School of Computer Science,
Tel Aviv University and Google.

Learning and inference with expectations

Video

Probabilistic models can be characterized using expectations of functions of random variables. This can in turn be used to devise methods for learning representations, performing probabilistic inference, and discriminative learning. The talk will survey such methods, highlighting both theoretical results and their practical implications.

Biographical details

Prof. Globerson received his BSc in computer science and physics in 1997 from the Hebrew University, and his PhD in computational neuroscience from the Hebrew University in 2006. After his PhD, he was a postdoctoral fellow at the University of Toronto and a Rothschild postdoctoral fellow at MIT. He joined the Hebrew University school of computer science in 2008, and moved to the Tel Aviv University School of Computer Science in 2015. Prof.
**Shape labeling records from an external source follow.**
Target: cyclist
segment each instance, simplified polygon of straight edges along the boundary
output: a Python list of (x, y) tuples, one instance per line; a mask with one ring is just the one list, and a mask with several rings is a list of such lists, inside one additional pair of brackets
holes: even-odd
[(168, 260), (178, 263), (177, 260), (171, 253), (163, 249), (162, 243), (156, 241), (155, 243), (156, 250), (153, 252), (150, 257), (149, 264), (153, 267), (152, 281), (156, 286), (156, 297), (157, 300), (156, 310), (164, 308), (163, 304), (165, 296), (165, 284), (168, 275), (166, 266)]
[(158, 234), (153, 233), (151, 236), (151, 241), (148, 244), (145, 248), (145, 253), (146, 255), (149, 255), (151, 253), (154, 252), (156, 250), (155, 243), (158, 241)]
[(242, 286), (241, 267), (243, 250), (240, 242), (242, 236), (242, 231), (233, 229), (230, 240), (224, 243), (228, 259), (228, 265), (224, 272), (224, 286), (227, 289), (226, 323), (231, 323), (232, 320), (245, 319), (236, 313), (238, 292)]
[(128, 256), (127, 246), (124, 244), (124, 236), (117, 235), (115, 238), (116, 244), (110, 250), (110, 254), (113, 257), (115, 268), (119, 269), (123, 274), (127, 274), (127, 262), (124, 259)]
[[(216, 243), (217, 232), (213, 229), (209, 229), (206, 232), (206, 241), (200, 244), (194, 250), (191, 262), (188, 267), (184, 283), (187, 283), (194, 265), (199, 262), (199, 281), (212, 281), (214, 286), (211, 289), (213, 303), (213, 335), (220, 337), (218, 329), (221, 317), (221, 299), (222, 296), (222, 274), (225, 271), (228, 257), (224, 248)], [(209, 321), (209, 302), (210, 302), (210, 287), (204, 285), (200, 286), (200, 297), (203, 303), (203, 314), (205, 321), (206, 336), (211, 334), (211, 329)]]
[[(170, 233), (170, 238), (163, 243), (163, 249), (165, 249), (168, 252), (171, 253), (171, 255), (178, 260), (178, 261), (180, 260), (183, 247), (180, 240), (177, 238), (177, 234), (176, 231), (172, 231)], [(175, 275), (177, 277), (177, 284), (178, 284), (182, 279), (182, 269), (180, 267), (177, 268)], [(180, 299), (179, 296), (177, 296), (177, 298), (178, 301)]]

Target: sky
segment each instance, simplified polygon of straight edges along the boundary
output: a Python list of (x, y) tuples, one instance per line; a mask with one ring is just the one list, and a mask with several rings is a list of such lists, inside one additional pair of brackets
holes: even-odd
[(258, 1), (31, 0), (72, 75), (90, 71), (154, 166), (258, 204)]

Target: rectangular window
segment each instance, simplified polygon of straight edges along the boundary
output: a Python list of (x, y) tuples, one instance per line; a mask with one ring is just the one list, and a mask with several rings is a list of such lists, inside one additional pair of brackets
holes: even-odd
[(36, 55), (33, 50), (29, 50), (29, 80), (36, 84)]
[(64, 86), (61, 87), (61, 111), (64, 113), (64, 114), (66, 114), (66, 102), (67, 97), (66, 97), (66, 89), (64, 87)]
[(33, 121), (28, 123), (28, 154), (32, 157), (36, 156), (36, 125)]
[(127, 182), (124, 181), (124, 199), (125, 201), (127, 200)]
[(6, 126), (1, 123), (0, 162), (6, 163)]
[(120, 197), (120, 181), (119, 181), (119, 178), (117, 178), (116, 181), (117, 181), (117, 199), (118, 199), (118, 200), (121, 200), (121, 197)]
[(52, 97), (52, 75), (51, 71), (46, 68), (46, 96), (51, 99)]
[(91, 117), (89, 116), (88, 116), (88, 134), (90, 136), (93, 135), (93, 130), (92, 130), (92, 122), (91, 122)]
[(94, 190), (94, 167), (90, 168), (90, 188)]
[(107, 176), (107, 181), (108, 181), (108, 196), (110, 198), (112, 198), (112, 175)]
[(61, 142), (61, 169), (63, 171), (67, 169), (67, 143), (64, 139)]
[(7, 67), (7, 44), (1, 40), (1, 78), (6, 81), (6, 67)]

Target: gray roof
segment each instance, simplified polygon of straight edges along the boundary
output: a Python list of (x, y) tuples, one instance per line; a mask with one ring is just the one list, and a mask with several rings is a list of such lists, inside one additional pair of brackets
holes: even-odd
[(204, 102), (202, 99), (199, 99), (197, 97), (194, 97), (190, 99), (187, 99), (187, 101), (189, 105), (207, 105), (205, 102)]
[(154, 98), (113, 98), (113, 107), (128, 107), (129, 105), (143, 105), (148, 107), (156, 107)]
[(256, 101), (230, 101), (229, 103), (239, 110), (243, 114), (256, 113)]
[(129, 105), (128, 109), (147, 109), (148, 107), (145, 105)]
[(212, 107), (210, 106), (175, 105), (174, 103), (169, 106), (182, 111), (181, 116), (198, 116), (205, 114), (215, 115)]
Globerson’s research interests include machine learning, probabilistic inference, convex optimization, neural computation and natural language processing. He is an associate editor for the Journal of Machine Learning Research, and the Associate Editor in Chief for the IEEE Transactions on Pattern Analysis and Machine Intelligence. His work has received several prizes including five paper awards (two at NIPS, two at UAI, and one at ICML), as well as one runner up for best paper at ICML. His research has been supported by several grants and awards from ISF, BSF, GIF, Intel, HP, and Google. In 2015 he was a visiting scientist at Google Mountain View and since 2017 he is also a Research Scientist at Google in Tel Aviv.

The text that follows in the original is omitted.